In view of these case studies, it is confirmed that the deep RL with the proposed adaptive discount factor results in a comparable learning performance with that by the best and fixed discount factor that has to be determined by exhaustive simulations.
5.3. Analysis and Discussion
In view of the previous case study, it is confirmed that the adaptive discount factor is indeed effective. In many existing results on reinforcement learning, a large discount factor is usually used, such as 0.99. However, as seen from the case study, the high discount factor does not necessarily always guarantee a high performance. In the previous learning experiment, when a discount factor was randomly selected among values between 0.5 and 0.99 and training was performed, there was a case in which a higher performance was obtained with a value of lower than 0.99, as shown in
Figure 8 and
Figure 14. On the other hand,
Figure 12 showed the highest performance, with 0.99. The difference between these tasks is the existence of an uncertain risk or an unpredictable negative reward among distant future rewards. In the case of Tetris, the agent might obtain negative rewards according to future mistakes, but it is impossible to predict this because blocks are randomly determined. In the case of path planning, it is impossible to predict the failure and collision of path generation when generating a path to a new randomly generated goal point. These correspond to the example in
Figure 3. On the other hand, in the case of the path planning problem that is an episodic task, it is relatively easy to predict the success or failure of path creation for a fixed goal point. This case only matches
Figure 4, which is a sparse reward environment. Therefore, the discount factor of 0.99 showed the highest performance in this task.
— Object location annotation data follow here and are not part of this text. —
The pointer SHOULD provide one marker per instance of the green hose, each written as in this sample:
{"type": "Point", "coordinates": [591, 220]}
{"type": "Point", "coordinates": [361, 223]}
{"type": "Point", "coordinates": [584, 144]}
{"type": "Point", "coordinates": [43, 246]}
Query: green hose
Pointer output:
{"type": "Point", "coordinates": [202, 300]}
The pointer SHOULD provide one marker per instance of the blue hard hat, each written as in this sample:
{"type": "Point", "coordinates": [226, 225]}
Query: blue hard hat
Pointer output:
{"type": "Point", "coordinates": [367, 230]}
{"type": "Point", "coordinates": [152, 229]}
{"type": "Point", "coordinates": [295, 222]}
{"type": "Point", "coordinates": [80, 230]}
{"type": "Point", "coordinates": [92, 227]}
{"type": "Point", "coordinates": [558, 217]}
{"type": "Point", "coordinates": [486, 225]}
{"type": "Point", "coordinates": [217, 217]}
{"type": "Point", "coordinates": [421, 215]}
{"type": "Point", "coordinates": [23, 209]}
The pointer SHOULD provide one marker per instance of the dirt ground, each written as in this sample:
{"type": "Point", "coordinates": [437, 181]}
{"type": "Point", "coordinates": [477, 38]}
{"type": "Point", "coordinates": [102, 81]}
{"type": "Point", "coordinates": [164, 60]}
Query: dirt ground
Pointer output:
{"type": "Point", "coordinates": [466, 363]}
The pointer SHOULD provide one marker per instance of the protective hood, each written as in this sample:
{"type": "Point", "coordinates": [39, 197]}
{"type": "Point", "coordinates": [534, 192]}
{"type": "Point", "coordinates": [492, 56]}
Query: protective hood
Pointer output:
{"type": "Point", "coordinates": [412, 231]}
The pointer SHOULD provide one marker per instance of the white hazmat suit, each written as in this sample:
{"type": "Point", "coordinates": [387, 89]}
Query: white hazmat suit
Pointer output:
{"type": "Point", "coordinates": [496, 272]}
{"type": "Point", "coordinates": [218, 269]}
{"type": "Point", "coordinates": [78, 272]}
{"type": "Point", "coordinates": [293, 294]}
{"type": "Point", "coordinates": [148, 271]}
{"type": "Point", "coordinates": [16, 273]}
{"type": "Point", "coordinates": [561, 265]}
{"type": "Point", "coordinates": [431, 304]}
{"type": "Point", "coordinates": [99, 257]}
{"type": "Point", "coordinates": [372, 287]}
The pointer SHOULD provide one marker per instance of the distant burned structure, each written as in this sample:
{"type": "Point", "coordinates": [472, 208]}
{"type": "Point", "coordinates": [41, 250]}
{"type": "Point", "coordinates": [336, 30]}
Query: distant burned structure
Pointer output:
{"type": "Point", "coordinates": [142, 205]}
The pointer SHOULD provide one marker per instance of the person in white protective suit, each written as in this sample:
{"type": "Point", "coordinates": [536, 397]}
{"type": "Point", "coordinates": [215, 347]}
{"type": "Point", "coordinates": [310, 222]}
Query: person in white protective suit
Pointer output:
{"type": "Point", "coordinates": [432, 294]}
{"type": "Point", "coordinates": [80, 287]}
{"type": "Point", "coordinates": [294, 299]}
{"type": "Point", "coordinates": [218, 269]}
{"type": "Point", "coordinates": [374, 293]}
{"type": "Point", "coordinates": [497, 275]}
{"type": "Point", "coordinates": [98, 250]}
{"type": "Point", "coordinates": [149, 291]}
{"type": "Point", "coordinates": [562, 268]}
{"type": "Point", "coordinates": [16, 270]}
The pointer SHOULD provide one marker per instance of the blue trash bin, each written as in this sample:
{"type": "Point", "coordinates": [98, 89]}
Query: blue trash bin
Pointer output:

The adaptive discount factor algorithm closely finds the discount factor that can give the best performance in all cases. This saves the effort in finding a suitable discount factor. Additionally, as shown in
Figure 9,
Figure 13 and
Figure 15, the adjustment of the discount factor is quickly terminated at the beginning of training. Since the adjusted discount factor is fixed and learning proceeds with the fixed value, it is not computational expensive. Another discount factor adjustment algorithm, called progressively increasing discount factor [
15], gradually increases the discount rate to 0.99. It has been suggested that this method can achieve a higher performance than a fixed discount factor. However, the proposed adaptive discount factor outperforms in an environment requiring a low discount factor. This also suggests that a somewhat lower discount factor may be appropriate, depending on the environment.